What irks the banksters is that homeowners are demonstrating that they will no longer be treated like cattle to the slaughter, nor can the banksters simply steamroll over and trample upon homeowner’s rights and permit the banksters to continue to perpetrate fraudulent foreclosures. Banksters view homeowner defenses to foreclosures as roadblocks to their business model to obtain “free houses” for little or no cost or effort.

The battle here has just begun.

Jeff Barnes, Esq., www.ForeclosureDefenseNationwide.com

SHOWDOWN IN NEBRASKA: MERS AND ISSUES AS TO UCC 3-308 SIGNATURE CHALLENGES AND WHETHER BOA HAS STANDING TO FORECLOSE

March 3, 2016

Jeff Barnes, Esq. of W.J. Barnes, P.A. was previously retained to defend a foreclosure instituted by Bank of America against a homeowner in a Nebraska foreclosure case. BOA filed a Motion for Summary Judgment (MSJ) which is being argued later this month by Mr. Barnes, who has been admitted pro hac vice to the Lancaster County, Nebraska District Court.

There are several critical issues in the case, including whether MERS had any authority to act at all and especially in light of the Supreme Court of Nebraska’s prior decision in MERS v. Nebraska Department of Banking and Finance, where MERS’ counsel made numerous admissions including that MERS has no interest in promissory notes and disclaimed the authority of MERS to act in certain situations. BOA has attempted to distinguish this case on the basis of a recent decision from the Supreme Court of Nebraska. However, that decision did not involve or raise a specific challenge to MERS’ alleged authority, which was made in the case which Mr. Barnes will be arguing as part of the issues raised by Mr. Barnes in the pleadings and as part of the homeowner’s opposition to BOA’s MSJ.

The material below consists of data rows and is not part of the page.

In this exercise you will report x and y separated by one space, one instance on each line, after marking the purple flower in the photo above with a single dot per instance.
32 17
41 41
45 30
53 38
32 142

One of the other central issues involves a “UCC 3-308 challenge”, which is a challenge to the alleged signature of the person whose name appears on the alleged “endorsement” on the Note. Nebraska’s UCC and case law which discuss issues of negotiation raise issues as to whether the party seeking to enforce the Note is a “holder in due course”, and section 3-308 of the UCC applies to “each” signature on a Note without exception in the statute. The homeowner has raised these issues as well through Mr. Barnes.

The ultimate decision on the MSJ at either the trial or appellate level has significant implications for homeowners in Nebraska and other states as well.